Guerin acknowledged this at Tuesday’s press conference, saying they’ll have to rely on their prospects to get by with the reduced cap space.
It’s true, the Wild have players coming in on cheap entry-level contracts that may help them out. Not only are there star prospects on the doorstep like Marco Rossi, Matt Boldy, and Calen Addison, but plenty of depth prospects like Marat Khusnutdinov, Adam Beckman, and Alex Khovanov should jump into the NHL over the next four years.
The problem with relying on prospects is, they’re prospects. The 2012 Wild boasted a wealth of prospects in Mikael Granlund, Charlie Coyle, Jason Zucker, Jonas Brodin, and Dumba. None of them emerged as stars, which helped seal the fate of the Parise-Suter Era. Even the older part of the Wild’s youth movement — Fiala, Kaprizov, and Joel Eriksson Ek — took time to make an impact in the NHL.

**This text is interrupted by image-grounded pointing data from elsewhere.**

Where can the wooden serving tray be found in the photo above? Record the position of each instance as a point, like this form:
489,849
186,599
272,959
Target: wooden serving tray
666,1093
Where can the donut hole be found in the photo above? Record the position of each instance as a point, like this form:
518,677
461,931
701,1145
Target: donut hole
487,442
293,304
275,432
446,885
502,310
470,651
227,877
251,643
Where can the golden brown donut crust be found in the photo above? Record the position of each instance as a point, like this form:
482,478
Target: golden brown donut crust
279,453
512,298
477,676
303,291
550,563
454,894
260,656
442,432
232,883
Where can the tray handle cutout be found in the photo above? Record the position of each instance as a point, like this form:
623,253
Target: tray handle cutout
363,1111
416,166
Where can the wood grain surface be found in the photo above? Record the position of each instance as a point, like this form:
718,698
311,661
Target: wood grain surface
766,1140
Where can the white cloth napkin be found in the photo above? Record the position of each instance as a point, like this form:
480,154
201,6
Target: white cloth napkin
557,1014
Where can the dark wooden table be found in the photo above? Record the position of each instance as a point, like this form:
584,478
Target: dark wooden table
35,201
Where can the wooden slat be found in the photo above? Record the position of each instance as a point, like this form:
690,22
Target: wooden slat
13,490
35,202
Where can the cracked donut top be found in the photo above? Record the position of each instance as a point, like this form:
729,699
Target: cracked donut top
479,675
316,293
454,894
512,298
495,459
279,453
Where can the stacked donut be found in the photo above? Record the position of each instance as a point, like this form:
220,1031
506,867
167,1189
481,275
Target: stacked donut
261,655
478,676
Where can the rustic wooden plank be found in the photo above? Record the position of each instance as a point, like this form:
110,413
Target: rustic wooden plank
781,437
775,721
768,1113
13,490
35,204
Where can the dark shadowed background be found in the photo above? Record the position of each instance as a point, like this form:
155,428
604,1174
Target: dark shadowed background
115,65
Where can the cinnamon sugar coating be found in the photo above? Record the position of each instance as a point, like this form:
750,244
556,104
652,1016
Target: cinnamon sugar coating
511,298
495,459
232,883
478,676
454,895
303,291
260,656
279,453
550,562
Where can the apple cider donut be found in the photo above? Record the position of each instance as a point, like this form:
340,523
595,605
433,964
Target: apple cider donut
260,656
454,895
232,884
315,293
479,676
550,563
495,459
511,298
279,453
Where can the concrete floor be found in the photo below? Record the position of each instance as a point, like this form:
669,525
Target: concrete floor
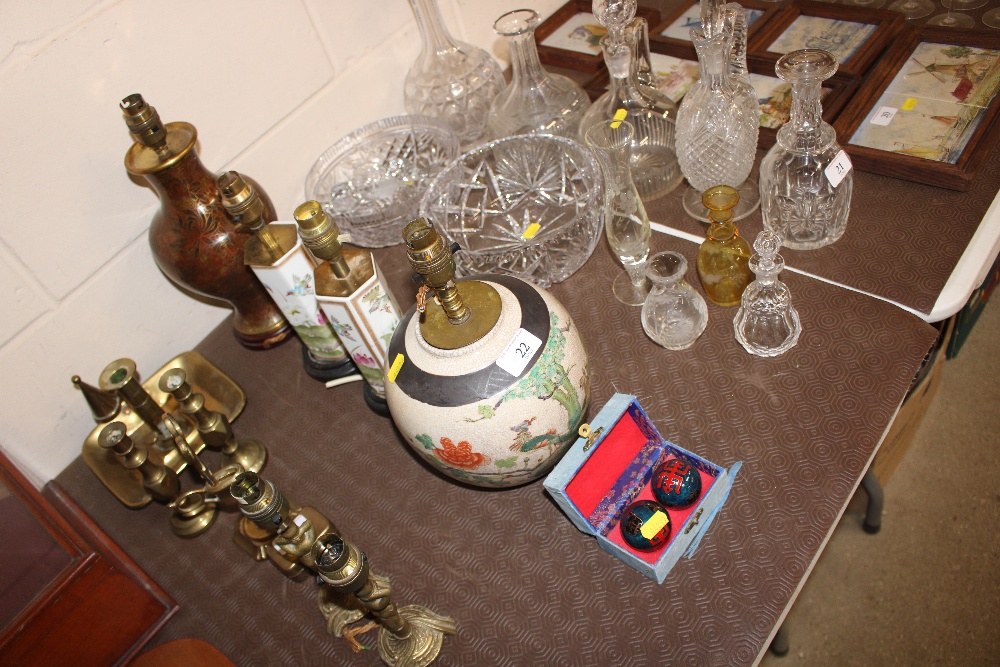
926,589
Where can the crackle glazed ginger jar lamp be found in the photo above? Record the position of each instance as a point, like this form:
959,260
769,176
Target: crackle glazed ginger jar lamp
488,377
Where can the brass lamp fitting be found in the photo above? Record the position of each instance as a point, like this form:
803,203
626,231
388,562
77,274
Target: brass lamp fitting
161,482
120,376
463,311
410,635
144,122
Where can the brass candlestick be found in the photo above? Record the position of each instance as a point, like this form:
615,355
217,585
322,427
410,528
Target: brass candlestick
161,482
195,511
411,635
214,428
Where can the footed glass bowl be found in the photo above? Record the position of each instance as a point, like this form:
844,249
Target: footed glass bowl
371,181
530,206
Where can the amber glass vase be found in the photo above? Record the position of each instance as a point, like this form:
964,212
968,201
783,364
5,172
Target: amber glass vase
194,241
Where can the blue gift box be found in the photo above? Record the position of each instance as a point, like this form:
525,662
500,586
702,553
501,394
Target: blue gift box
612,465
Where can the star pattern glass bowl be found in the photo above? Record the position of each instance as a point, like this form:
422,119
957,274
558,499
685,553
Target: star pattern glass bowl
530,206
371,181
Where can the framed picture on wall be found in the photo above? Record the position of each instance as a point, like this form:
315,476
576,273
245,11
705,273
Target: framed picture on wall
571,37
674,30
927,112
855,36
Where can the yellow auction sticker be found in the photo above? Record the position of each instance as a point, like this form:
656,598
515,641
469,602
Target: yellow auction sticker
619,117
397,364
530,232
654,525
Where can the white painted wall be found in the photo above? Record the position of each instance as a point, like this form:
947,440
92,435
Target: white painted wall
269,85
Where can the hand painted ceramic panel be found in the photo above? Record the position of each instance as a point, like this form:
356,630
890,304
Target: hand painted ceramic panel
365,322
291,284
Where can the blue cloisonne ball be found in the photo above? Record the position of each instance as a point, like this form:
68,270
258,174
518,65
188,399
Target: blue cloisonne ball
676,484
645,525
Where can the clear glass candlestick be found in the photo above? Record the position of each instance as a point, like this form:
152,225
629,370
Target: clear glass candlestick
799,198
767,324
674,314
450,80
625,222
536,101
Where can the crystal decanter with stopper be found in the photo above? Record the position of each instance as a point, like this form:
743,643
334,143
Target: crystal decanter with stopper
805,179
766,323
716,123
535,101
674,314
724,256
654,166
450,80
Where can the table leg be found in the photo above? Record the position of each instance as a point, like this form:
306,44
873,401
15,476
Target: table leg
779,645
876,498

Could the same happen here? The Wild’s prospects have a lot of star potential, but there is no guarantee they will make the impact Kaprizov, Fiala, or Eriksson Ek have. And if it takes, say, Rossi a few years to develop into an impact player, that sets Minnesota back until they get that dead cap off the books. And that’s a doomsday scenario, because the Wild don’t have a few years to wait to take a step forward.

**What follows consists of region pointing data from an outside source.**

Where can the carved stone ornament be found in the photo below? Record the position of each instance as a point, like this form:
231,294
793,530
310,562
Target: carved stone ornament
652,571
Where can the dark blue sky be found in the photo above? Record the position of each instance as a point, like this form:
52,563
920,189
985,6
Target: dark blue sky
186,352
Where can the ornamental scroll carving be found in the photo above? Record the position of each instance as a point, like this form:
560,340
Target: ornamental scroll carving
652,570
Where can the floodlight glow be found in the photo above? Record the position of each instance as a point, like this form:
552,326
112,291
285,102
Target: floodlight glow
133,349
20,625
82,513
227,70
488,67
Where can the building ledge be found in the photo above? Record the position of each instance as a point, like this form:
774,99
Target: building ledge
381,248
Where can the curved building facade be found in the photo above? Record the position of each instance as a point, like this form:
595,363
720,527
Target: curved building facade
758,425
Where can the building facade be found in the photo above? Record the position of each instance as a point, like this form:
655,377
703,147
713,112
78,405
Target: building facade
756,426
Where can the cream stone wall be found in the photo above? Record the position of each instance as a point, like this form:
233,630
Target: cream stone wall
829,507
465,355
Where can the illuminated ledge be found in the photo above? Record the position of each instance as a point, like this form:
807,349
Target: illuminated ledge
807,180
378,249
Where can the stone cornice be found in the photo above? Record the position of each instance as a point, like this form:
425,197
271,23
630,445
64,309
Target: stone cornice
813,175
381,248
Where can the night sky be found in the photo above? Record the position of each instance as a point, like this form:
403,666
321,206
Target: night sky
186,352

If they can’t work around Parise and Suter’s buyouts, they’re wasting a lot of very valuable years from their best young players. The first four years of Eriksson Ek’s team-friendly deal will be gone, leaving just the back half of the contract. Four of Fiala’s prime years will have been wasted, or he may just become a cap casualty.
Most crucially, the Wild may exhaust Kaprizov’s patience. Let’s say the Wild sign Kaprizov to a four-year deal, buying out a year of free agency. The good news here is that Parise and Suter’s $14.75 million would come off the books as Kaprizov’s contract expires, which is a hell of a carrot to dangle in front of him.
But does that carrot matter if Minnesota can’t build a team around Kaprizov between now and then? Or if they can’t acquire or develop a suitable center partner for him? Probably not. And without Kaprizov, the Wild might find themselves headed back to the same irrelevance they had before signing Parise and Suter in the first place.